Sag rods bracing wind girts
Sag rods bracing wind girts
(OP)
What is the proper engineering approach to the design of wind girts with respect to sag rods? I have heard multiple versions of the ability of sag rods to laterally brace the girts, thereby reducing the unbraced length. I have heard of papers by Joe Yura and Jim Fisher on the subject, but can't find them. Can anyone help?






RE: Sag rods bracing wind girts
RE: Sag rods bracing wind girts
DaveAtkins
RE: Sag rods bracing wind girts
The exterior flange of the wall girt is obviously braced laterally by the exterior skin. For suction, the rods hanging down from above have good tension support, but questionable compressive stiffness. In addition to that, the rods are usually bolted through the web, and not connected to the interior flange.
But if you assume that the purlin has just a bit of downward sag in it, then any suction on the wall would immediately initiate a compressive force in the interior flange which would try to buckle downward. The sag rod through the web, and the skin attachment to the exterior flange create a sort of couple that would resist rotation.
And resisting rotation is almost as good at bracing a beam as resisting lateral translation of the compression flange (according to Yura).
RE: Sag rods bracing wind girts
Twich
RE: Sag rods bracing wind girts
RE: Sag rods bracing wind girts
I agree with your torsional bracing approach. However, it should be mentioned that this requires an evaluation of the girt web distortional stiffness, etc. Section C3 of the AISC 1999 LRFD spec addresses this.
As for the idea of pre-deflecting the girt downward to preclude buckling in the upward direction...
Have you considered the possibility of snap-through buckling? I'm not sure whether the downward pre-deflection can eliminate upward buckling or not.
RE: Sag rods bracing wind girts
The weight of the girt also tends to direct the buckling direction downward - along with a little bit of resistance from the rod - it does have a small bit of initial compressive resistance.
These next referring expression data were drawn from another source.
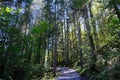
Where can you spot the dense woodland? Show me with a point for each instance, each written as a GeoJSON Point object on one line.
{"type": "Point", "coordinates": [37, 36]}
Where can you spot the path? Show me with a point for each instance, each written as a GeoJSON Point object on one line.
{"type": "Point", "coordinates": [68, 74]}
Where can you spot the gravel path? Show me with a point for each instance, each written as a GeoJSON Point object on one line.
{"type": "Point", "coordinates": [68, 74]}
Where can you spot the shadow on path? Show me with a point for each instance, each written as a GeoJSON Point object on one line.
{"type": "Point", "coordinates": [68, 74]}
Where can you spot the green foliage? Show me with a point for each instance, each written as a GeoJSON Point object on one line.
{"type": "Point", "coordinates": [78, 4]}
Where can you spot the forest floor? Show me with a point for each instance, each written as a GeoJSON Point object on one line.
{"type": "Point", "coordinates": [67, 74]}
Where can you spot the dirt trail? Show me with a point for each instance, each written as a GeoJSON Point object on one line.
{"type": "Point", "coordinates": [68, 74]}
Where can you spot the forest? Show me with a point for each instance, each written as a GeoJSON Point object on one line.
{"type": "Point", "coordinates": [59, 39]}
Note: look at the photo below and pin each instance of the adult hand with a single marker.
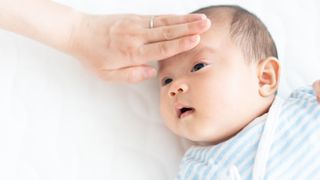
(316, 88)
(118, 47)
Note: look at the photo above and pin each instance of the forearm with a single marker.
(41, 20)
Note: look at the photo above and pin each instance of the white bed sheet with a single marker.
(57, 121)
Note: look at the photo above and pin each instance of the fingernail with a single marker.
(195, 38)
(148, 73)
(203, 16)
(205, 22)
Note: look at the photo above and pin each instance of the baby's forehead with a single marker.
(201, 51)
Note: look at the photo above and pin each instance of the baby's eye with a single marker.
(198, 67)
(166, 81)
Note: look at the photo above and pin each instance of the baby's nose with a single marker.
(182, 88)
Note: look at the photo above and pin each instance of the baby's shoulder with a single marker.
(300, 109)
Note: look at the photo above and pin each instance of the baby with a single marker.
(222, 94)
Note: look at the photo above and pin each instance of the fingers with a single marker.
(316, 88)
(132, 74)
(166, 20)
(165, 49)
(175, 31)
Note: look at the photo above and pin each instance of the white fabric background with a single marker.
(57, 121)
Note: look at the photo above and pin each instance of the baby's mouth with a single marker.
(184, 111)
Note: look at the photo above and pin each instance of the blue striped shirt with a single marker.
(283, 144)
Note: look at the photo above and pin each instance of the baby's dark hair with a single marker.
(246, 30)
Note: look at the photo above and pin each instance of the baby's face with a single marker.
(207, 93)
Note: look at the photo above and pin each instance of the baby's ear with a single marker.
(268, 76)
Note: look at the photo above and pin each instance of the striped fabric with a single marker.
(283, 144)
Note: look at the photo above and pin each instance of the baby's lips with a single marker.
(179, 107)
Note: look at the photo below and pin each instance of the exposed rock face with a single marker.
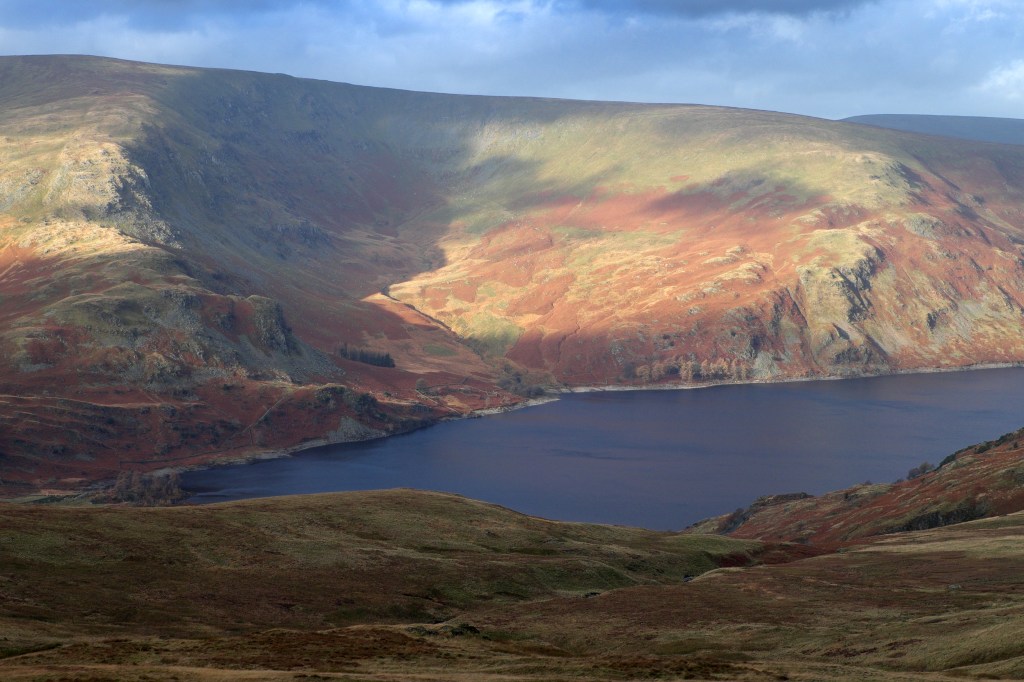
(202, 243)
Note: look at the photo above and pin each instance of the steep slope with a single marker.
(976, 482)
(203, 264)
(181, 262)
(980, 128)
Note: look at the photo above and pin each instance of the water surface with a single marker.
(662, 459)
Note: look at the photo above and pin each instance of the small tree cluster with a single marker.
(366, 355)
(134, 487)
(920, 470)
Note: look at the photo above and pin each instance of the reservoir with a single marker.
(660, 459)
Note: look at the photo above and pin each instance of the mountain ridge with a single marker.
(184, 252)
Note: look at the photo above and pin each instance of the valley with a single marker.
(193, 262)
(203, 266)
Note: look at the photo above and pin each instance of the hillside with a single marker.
(403, 585)
(979, 128)
(202, 264)
(980, 481)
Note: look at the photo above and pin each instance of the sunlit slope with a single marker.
(182, 256)
(641, 243)
(194, 261)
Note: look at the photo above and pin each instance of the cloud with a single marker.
(691, 8)
(822, 57)
(1006, 82)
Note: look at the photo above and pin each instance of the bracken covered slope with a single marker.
(202, 264)
(976, 482)
(401, 585)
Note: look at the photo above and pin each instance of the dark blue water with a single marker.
(662, 459)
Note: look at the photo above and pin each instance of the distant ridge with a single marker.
(979, 128)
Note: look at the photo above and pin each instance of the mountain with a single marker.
(205, 264)
(979, 128)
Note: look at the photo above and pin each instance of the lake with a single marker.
(660, 459)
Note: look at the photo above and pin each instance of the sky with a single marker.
(829, 58)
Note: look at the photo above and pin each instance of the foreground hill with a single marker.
(403, 585)
(201, 264)
(980, 128)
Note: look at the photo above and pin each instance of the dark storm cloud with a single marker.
(822, 57)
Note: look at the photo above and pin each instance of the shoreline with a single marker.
(786, 380)
(552, 395)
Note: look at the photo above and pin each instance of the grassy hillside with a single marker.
(194, 261)
(976, 482)
(980, 128)
(402, 585)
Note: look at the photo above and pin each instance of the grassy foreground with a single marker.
(402, 585)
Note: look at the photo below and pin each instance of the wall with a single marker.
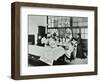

RE: Sag rods bracing wind girts
Let's say you have an axial member that is pre-deflected in one direction and there is no bracing. Now when you apply a compressive force, the p-delta effects will cause the deflection to increase in the initial direction.
Next let's say you have another axial member that is pre-deflected in the same manner, but there is bracing to prevent further deflection in that direction. Now when you apply a compressive force, the member can actually "snap through" to the other direction and buckle the opposite way.
You can demonstrate this behavior with a standard business card. Hold it lengthwise between you thumb and fingers and squeeze it lightly so that it just starts to deflect. Now use your other hand as a brace to prevent it from moving further in the initial direction. As you apply more compression, the card will suddenly snap through and buckle in the opposite direction.